Department of Labor regulations found at 29 CFR §553.213 entitled Public agency employees engaged in both fire protections and law enforcement activities, provide a rather straightforward roadmap for employers to follow in these situations. Here is the text from that regulation:
(a) Some public agencies have employees who engage in both fire protection and law enforcement activities, depending on the agency needs at the time. This dual assignment would not defeat . . . the . . . 7(k) exemption, provided that each of the activities performed meets the appropriate tests set forth in §§ 553.210 and 553.211. . .
(b) As specified in §553.230, the maximum hours standards under section 7(k) are different for employees engaged in fire protection and for employees engaged in law enforcement.

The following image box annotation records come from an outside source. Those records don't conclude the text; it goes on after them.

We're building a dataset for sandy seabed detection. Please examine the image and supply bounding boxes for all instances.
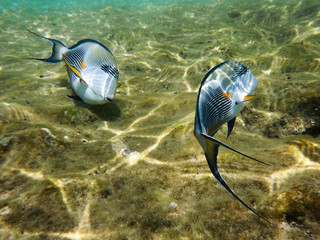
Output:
[0,0,320,240]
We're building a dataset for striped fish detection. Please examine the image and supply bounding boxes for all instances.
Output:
[194,61,270,223]
[29,31,119,104]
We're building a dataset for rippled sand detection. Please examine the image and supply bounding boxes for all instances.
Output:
[0,1,320,240]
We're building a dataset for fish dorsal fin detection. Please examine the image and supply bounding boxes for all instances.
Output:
[227,117,236,139]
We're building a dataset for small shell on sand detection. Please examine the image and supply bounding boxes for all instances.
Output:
[169,202,179,210]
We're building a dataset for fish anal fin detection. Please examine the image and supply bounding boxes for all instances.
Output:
[227,117,236,139]
[80,78,88,86]
[67,95,83,102]
[200,133,271,166]
[201,131,272,224]
[81,61,87,70]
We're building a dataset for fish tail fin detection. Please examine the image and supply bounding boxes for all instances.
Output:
[205,143,272,224]
[26,29,68,63]
[201,133,271,166]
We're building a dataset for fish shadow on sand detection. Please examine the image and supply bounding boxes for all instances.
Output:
[74,97,121,122]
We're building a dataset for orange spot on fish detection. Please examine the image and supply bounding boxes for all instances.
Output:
[222,91,231,98]
[81,61,87,70]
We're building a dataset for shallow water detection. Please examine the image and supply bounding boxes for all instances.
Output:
[0,0,320,240]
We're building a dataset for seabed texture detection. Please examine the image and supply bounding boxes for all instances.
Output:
[0,0,320,240]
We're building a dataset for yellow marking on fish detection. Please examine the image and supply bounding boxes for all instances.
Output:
[81,61,87,70]
[222,91,231,99]
[64,59,83,79]
[242,95,255,102]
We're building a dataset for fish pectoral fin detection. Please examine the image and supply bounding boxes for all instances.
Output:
[67,95,83,102]
[64,59,88,85]
[242,95,256,102]
[200,133,271,166]
[80,78,88,86]
[227,117,236,139]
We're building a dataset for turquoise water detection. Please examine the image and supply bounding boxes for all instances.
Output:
[0,0,320,240]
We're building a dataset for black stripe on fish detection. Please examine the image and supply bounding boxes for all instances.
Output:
[101,64,119,78]
[69,39,112,54]
[65,49,84,71]
[199,87,233,135]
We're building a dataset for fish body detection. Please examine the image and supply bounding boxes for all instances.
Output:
[29,31,119,104]
[194,61,269,222]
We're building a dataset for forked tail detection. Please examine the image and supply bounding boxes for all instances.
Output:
[27,29,68,63]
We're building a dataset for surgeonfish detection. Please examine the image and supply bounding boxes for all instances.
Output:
[194,61,270,223]
[28,30,119,104]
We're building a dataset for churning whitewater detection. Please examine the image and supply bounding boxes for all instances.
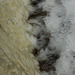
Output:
[30,0,75,75]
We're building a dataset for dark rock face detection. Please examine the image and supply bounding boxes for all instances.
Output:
[39,54,59,72]
[29,0,59,72]
[31,0,44,6]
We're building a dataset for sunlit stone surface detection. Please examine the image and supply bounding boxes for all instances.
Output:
[0,0,40,75]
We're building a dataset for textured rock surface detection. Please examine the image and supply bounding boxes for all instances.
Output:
[0,0,40,75]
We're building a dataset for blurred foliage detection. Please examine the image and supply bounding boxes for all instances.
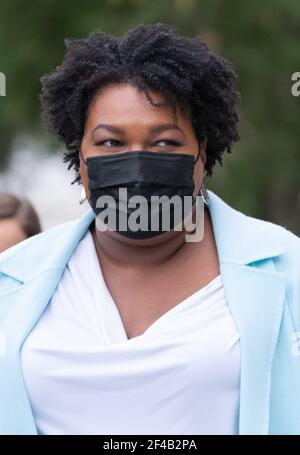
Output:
[0,0,300,234]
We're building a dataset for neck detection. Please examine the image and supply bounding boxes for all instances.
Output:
[91,210,211,269]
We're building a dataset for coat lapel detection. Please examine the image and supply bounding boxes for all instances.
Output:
[209,191,286,434]
[0,211,94,435]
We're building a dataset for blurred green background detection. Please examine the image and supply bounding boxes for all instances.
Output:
[0,0,300,235]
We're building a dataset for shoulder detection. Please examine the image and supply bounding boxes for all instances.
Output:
[0,211,93,285]
[246,215,300,258]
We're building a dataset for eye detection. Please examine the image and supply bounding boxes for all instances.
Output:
[95,139,122,147]
[155,139,182,147]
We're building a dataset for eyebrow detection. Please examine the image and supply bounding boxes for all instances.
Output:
[92,123,185,136]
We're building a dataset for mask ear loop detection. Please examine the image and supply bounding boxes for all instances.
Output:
[194,146,201,165]
[192,145,209,207]
[79,147,87,166]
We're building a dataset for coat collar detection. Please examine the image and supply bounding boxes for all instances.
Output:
[0,191,286,434]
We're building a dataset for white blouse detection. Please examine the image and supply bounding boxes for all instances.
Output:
[21,231,240,435]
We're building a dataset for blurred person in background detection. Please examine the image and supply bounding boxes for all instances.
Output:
[0,193,41,253]
[0,23,300,435]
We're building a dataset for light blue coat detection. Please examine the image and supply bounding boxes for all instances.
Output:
[0,191,300,434]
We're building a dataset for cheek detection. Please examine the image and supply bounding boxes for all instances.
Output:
[79,161,90,198]
[194,160,203,195]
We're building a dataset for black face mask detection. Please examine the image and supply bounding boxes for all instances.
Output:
[81,150,200,239]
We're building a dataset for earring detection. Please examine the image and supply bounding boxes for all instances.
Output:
[79,186,86,205]
[200,182,209,207]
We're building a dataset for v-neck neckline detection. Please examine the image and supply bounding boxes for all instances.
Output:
[88,230,221,345]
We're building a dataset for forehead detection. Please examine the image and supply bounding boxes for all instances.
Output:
[87,83,189,127]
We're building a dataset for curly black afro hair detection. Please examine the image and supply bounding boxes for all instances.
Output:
[40,23,240,183]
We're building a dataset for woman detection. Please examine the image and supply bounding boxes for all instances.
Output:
[0,193,41,253]
[0,24,300,434]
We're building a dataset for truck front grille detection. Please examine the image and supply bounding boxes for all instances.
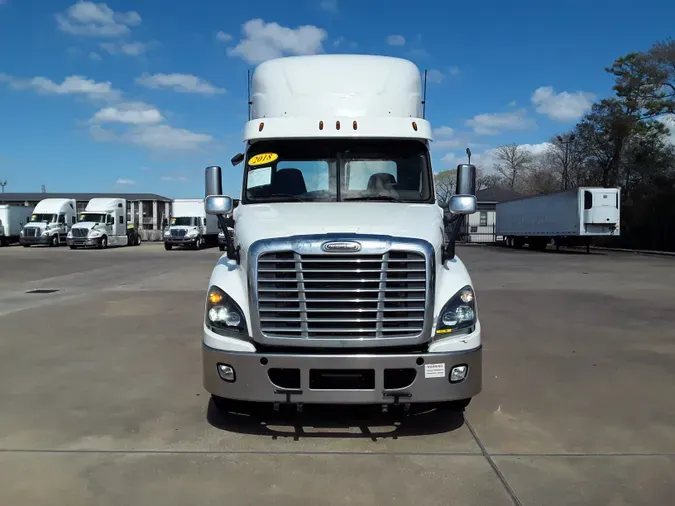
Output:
[257,251,427,339]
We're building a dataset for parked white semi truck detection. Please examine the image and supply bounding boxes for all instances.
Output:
[67,198,141,249]
[0,204,35,246]
[164,199,218,250]
[496,187,621,251]
[19,199,76,248]
[203,55,482,416]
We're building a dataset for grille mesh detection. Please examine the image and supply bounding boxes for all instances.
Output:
[257,251,426,339]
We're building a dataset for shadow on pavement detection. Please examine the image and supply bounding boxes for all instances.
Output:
[207,400,464,441]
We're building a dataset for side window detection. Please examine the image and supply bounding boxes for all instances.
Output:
[584,190,593,209]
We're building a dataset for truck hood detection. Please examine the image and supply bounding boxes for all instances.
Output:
[235,202,444,248]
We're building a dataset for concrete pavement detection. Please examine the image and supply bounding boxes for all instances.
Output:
[0,244,675,506]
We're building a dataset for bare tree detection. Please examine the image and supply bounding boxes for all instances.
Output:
[494,143,533,190]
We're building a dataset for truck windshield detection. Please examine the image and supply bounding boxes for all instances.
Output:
[242,139,434,204]
[77,213,107,223]
[171,216,197,227]
[30,214,56,223]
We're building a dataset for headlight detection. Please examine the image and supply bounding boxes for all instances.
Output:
[436,285,477,336]
[206,286,246,334]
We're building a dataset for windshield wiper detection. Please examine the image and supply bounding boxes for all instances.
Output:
[264,193,306,202]
[342,195,403,203]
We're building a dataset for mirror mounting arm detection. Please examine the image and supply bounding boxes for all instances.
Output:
[218,214,241,264]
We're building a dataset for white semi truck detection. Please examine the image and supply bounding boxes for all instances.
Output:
[67,198,141,249]
[0,204,35,246]
[164,199,218,250]
[19,199,76,248]
[496,187,621,251]
[202,55,482,410]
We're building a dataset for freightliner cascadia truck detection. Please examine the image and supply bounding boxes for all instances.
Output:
[202,55,482,411]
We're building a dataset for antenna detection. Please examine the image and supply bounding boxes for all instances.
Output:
[422,69,427,119]
[246,69,253,121]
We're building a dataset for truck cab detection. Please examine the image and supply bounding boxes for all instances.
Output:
[202,55,482,410]
[164,199,218,251]
[67,198,140,249]
[19,198,76,248]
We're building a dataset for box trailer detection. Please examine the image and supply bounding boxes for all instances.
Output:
[0,204,35,246]
[496,187,621,250]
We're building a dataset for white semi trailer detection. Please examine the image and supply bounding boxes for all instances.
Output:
[19,199,76,248]
[202,55,482,410]
[496,187,621,251]
[67,198,141,249]
[164,199,218,250]
[0,204,35,246]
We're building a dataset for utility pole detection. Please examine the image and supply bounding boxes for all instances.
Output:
[557,134,576,190]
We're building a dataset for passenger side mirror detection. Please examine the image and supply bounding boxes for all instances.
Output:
[230,153,245,166]
[204,195,233,215]
[447,195,477,214]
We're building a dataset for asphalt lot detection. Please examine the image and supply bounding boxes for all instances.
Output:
[0,244,675,506]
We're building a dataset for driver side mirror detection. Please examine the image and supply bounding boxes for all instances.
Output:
[204,195,233,215]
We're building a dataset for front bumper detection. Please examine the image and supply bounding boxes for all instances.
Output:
[202,345,482,404]
[66,237,101,247]
[19,235,52,244]
[164,237,199,246]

For those employees who perform both fire protection and law enforcement activities, the applicable standard is the one which applies to the activity in which the employee spends the majority of work time during the work period.
Here are some relevant portions from the complaint:
Under the U.S. Department of Labor’s regulations applicable to “law enforcement” employees covered under 29 U.S.C. §207(k), (29 C.F.R. §553.230), an employer must pay overtime compensation to such employees at a rate not less than one and one-half times their regular rate of pay for hours of work in excess of 43 hours in a 7-day work period or in excess of 171 hours in a maximum 28-day work period (or in excess of a proportionate number of hours for work periods between 7 and 28 days, such as hours of work in excess of 96 hours in a 14-day work period).
During the times that Plaintiffs have worked in excess of 43 hours per workweek, 86 hours in a 14-day work period, or 171 hours in a 28-day work period, Defendant has failed to provide them with the rights and protections provided under the FLSA, including overtime pay at the rate of one and one-half times their regular rates of pay for all hours worked in excess of the hourly standards set forth under 29 U.S.C. § 207(k) and 29 C.F.R. §553.230.
By failing to pay the Plaintiffs the overtime pay required under the law, Defendant has violated and is continuing to violate the provisions of the FLSA in a manner that is unreasonable, willful, and in bad faith. As a result, at all times material herein, Plaintiffs have been unlawfully deprived of overtime compensation and other relief for the maximum, three-year period allowed under the law.
As a result of Defendant’s willful, unreasonable, and bad faith violations of the FLSA, there have become due and owing to Plaintiffs an amount that has not yet been precisely determined. The employment and work records for Plaintiffs (including time and attendance records) are in the exclusive possession, custody, and control of Defendant and Plaintiffs are unable to state at this time the exact amount owing to them. Defendant is under a duty imposed under the FLSA, 29 U.S.C. § 211(c), and various other statutory and regulatory provisions, to maintain and preserve payroll and other employment records with respect to Plaintiffs from which the amount of Defendant’s liability can be ascertained.
Pursuant to 29 U.S.C. § 216(b), Plaintiffs are entitled to recover liquidated damages in an amount equal to their backpay damages for Defendant’s failure to pay overtime compensation.
Plaintiffs are entitled to recover attorneys’ fees and costs under 29 U.S.C. § 216(b).
We will be keeping a close eye on this one as it develops.